14.4.4 Selective 1D Experiments

14.4.4.1 1D TOCSY*
  • F2 = −0.5 to 9.5 ppm

  • NP = 32,768

  • FN = 65,536

  • SS = 16

  • NS = 4–64**

  • Mix = 0.00 s and 0.08 s (or array)***

  • Apodization = 0.5-Hz line broadening

*If available, the use of the Z-TOCSY sequence is strongly recommended.

**If using a relatively long mixing time, a larger number of scans will be needed since the initial magnetization is spread amongst several proton multiplets.

***Acquisition of an initial spectrum with zero mixing time is recommended to ensure that one has a clean excitation of only the desired multiplet. Arraying the mixing time (e.g. 0.0, 0.25, 0.5, 0.75, 1.0 s) is useful since this allows one to assign sequences of coupled protons.

14.4.4.2 1D NOESY or ROESY*
  • F2 = −0.5 to 9.5 ppm

  • NP = 32,768

  • FN = 65,536

  • SS = 16

  • NS = 16–256**

  • Mix = 0.5 s

  • Apodization = 2-Hz line broadening

*The use of NOESY is suggested for molecules of molecular weight <600 Da while ROESY is strongly recommended for larger molecules.

**Both NOESY and ROESY measure transient NOE buildup and are relatively insensitive.

15 Conclusions

As indicated in the Introduction, NMR spectroscopy is a very powerful tool for natural product structure elucidation.

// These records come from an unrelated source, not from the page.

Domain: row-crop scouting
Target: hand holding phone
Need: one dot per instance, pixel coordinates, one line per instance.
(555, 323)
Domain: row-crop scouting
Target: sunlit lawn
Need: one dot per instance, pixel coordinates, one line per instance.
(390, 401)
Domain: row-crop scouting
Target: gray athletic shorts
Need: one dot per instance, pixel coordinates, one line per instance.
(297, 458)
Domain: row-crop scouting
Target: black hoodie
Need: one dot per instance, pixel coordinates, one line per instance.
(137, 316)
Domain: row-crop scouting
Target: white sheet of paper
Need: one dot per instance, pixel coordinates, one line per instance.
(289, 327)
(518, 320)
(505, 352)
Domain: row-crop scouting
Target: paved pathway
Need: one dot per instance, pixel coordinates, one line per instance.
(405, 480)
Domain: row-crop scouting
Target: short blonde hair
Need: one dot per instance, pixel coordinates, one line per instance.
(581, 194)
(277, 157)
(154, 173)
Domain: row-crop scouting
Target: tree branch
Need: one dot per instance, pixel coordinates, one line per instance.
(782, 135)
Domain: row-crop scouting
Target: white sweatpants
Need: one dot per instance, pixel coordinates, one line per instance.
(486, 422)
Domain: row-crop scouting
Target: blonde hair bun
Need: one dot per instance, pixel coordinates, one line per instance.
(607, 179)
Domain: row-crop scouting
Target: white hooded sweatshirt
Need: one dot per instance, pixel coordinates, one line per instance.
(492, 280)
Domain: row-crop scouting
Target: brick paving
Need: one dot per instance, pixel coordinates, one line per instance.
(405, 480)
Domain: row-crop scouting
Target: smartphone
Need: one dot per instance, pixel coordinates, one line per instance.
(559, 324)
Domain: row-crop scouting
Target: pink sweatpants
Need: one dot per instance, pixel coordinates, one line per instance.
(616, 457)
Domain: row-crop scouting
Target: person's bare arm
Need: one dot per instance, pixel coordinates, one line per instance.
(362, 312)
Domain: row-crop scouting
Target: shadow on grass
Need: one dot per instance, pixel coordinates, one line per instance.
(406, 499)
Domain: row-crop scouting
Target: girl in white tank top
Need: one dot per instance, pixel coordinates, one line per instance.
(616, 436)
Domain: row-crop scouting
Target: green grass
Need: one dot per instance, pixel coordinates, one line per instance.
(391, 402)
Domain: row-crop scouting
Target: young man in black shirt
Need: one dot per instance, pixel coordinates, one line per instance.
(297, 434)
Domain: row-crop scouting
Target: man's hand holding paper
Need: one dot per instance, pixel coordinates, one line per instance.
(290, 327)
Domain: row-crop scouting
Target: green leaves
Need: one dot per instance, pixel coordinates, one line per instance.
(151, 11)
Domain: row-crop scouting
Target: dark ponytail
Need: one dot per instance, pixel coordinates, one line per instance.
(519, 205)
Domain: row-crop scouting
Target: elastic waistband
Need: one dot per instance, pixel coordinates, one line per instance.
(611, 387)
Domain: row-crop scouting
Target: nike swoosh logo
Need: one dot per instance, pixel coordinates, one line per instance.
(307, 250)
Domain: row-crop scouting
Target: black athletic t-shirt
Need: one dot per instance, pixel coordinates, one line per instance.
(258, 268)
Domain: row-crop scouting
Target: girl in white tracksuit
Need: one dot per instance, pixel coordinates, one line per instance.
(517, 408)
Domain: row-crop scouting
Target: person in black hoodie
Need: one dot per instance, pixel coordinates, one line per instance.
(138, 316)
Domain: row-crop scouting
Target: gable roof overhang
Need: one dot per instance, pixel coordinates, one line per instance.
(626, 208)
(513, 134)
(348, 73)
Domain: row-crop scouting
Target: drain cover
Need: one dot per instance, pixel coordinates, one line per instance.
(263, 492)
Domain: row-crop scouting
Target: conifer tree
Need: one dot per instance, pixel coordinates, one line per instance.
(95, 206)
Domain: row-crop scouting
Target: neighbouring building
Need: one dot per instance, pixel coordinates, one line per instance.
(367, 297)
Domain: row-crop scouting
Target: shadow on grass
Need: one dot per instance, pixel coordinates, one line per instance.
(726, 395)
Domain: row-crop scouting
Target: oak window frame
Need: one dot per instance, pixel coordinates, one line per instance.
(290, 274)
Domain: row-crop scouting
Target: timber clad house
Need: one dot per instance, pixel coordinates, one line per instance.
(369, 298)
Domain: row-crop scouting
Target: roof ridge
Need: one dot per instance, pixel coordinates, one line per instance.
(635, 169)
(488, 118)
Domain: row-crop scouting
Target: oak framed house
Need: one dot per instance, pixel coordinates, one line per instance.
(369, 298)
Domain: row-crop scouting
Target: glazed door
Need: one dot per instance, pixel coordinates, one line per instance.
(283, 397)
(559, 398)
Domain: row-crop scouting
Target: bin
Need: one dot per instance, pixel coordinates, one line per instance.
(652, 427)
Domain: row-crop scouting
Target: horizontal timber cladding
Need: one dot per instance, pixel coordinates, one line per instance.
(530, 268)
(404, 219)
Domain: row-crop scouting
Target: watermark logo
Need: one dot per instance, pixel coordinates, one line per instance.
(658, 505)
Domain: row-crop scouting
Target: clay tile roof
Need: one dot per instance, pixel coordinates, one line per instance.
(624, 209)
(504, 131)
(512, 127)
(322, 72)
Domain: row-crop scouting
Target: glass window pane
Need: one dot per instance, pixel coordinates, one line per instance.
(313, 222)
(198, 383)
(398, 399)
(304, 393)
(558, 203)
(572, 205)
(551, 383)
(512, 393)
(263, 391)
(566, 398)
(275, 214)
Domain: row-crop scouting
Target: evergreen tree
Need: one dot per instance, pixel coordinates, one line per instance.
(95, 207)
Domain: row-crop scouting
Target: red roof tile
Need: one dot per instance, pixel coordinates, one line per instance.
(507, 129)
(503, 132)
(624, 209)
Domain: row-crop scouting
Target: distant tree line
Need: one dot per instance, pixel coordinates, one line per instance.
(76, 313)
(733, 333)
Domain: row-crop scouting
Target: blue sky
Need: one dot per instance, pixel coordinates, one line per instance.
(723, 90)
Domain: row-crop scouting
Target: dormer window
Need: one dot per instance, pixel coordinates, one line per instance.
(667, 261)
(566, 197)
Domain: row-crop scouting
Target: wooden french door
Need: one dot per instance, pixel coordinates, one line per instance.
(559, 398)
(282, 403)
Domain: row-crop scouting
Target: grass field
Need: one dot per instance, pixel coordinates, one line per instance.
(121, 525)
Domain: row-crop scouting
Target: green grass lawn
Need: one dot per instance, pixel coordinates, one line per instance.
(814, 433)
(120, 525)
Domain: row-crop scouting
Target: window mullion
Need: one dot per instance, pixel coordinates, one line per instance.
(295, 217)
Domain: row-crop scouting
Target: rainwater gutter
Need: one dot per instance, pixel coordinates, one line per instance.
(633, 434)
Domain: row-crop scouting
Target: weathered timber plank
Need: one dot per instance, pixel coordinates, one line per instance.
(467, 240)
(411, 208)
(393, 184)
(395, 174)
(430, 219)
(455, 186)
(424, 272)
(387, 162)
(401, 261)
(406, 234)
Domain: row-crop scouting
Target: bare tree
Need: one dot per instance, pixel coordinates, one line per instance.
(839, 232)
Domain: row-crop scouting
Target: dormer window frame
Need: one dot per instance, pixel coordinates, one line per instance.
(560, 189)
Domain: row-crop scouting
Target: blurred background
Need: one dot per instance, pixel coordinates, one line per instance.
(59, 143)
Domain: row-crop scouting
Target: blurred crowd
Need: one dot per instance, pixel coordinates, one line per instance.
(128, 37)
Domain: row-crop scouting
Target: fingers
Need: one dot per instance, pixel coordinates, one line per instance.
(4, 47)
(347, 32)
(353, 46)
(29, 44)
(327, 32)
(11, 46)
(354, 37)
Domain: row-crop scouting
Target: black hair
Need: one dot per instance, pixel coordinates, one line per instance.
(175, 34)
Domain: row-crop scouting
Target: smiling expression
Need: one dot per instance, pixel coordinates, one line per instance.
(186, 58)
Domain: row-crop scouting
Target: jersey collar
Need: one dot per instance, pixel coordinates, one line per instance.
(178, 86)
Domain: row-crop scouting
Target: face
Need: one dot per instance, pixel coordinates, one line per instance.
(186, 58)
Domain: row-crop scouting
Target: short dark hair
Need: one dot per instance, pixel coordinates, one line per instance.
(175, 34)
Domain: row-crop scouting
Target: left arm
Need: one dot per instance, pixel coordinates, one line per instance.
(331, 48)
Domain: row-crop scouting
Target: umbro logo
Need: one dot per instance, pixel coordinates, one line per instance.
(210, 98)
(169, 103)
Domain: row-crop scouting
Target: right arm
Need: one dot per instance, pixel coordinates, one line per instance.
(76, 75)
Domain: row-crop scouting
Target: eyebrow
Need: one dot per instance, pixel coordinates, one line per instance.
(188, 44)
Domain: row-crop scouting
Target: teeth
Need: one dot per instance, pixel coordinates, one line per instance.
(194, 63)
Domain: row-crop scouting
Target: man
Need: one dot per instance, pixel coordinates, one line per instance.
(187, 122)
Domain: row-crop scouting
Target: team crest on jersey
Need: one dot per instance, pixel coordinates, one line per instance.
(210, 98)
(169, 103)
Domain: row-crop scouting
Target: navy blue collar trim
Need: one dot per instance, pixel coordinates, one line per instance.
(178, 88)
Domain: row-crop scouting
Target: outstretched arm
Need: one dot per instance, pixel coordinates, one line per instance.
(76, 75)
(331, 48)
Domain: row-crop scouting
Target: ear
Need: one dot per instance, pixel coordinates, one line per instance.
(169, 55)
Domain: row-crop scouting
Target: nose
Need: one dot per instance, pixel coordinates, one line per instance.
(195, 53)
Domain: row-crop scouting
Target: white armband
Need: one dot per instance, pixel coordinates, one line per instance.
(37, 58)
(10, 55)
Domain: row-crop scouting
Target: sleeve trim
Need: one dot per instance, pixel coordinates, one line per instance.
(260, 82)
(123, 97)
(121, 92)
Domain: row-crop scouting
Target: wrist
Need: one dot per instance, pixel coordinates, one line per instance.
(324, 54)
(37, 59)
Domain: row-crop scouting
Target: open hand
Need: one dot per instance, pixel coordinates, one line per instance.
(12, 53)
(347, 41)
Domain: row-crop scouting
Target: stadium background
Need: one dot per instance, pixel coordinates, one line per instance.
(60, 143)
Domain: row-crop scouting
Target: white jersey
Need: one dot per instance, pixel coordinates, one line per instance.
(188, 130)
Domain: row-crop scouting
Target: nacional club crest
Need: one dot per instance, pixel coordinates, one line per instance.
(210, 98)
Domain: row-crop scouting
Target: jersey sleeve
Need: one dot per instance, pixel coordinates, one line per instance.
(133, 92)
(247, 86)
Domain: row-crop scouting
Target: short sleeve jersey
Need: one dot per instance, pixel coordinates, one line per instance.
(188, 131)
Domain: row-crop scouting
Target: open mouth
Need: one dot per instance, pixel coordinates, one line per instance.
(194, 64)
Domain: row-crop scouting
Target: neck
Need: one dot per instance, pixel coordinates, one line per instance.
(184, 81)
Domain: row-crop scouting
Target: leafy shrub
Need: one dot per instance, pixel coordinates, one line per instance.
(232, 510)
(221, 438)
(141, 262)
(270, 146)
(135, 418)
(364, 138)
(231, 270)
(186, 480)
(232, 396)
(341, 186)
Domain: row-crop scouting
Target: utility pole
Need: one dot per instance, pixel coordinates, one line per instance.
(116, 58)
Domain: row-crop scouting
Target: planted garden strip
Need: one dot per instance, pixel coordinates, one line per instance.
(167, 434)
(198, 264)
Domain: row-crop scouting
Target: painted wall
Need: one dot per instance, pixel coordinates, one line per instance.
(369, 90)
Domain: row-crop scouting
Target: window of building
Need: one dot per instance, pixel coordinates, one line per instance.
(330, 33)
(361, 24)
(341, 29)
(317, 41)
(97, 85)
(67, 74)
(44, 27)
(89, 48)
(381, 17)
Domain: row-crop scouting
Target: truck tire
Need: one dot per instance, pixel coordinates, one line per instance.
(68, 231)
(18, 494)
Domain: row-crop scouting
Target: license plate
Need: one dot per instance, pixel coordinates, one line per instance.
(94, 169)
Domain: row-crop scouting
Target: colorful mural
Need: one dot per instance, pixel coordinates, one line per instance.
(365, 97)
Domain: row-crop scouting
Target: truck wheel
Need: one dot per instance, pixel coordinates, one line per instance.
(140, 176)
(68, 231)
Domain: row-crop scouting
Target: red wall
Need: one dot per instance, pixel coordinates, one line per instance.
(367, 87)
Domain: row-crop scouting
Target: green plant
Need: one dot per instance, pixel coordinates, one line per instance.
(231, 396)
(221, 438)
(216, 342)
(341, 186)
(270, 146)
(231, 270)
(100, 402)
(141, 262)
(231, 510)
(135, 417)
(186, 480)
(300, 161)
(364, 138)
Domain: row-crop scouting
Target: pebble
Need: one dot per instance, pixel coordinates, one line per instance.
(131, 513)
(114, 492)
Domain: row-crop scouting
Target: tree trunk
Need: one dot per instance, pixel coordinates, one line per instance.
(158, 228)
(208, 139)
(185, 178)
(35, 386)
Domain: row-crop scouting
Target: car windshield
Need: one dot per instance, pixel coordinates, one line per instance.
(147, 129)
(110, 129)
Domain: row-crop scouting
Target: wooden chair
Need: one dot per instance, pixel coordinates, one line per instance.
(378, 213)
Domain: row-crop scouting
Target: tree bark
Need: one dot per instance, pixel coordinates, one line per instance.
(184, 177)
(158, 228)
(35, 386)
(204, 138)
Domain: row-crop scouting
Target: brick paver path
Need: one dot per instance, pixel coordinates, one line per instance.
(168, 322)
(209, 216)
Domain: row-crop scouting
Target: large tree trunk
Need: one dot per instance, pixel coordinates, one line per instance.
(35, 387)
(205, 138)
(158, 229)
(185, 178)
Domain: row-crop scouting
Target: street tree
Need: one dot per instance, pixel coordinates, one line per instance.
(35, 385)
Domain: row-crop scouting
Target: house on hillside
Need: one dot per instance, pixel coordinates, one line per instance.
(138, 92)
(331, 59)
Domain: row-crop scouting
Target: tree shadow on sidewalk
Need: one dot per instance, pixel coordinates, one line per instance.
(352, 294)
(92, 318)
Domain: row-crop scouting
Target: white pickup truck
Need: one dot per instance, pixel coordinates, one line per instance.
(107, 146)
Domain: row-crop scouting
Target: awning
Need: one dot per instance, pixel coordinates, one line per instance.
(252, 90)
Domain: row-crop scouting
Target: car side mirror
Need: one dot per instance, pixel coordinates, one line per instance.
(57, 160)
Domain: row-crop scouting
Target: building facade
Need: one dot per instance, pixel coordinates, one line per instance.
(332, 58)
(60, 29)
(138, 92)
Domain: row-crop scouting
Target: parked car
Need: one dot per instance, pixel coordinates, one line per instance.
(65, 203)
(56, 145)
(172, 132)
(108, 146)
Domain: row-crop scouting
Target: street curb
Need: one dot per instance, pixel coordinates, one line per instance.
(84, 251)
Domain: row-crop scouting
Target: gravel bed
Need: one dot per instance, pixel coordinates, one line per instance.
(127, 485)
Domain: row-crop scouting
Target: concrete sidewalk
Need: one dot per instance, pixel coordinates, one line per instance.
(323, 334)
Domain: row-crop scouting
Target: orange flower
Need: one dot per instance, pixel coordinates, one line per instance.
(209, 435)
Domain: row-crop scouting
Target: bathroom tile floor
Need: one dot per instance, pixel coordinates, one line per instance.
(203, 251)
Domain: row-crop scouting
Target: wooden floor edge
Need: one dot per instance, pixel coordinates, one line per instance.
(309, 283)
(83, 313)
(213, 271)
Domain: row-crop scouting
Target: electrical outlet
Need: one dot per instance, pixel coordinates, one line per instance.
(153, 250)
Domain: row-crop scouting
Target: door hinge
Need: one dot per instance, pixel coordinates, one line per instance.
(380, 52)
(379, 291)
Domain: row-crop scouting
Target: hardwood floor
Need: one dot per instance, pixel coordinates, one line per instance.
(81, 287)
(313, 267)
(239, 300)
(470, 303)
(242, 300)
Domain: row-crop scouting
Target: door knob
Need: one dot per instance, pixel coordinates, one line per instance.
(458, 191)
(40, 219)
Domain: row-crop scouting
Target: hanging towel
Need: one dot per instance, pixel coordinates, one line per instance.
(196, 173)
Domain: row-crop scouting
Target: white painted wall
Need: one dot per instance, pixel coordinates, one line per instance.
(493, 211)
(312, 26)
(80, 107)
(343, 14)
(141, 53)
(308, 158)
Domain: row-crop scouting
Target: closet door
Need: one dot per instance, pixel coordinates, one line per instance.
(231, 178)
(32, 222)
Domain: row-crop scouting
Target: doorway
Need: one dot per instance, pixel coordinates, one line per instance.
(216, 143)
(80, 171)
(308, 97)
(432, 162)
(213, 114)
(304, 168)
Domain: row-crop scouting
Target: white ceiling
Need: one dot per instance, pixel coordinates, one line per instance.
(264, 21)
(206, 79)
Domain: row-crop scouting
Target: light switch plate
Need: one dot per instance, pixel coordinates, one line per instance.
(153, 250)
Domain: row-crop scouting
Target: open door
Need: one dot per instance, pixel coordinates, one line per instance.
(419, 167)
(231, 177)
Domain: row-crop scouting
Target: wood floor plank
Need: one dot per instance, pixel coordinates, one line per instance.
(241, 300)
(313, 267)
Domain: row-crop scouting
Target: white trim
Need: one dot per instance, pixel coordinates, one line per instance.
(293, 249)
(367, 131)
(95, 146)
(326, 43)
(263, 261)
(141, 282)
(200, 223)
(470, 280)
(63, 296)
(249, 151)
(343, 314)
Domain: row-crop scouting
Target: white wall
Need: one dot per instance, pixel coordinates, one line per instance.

However, in order to obtain the best results in the shortest time and to avoid making errors in structure determination, it is important to make informed choices of pulse sequences, acquisition parameters, and processing parameters. It is also important to approach unknown structural problems with an open mind and let the data point you to the correct structure rather than trying to force the data to fit a structure that you suspect. Hopefully, this contribution will provide a natural product chemist, who has a basic understanding of NMR spectroscopy, with the increased knowledge needed to apply this technique more effectively in his/her research. If so, we will have achieved our goal in writing this chapter.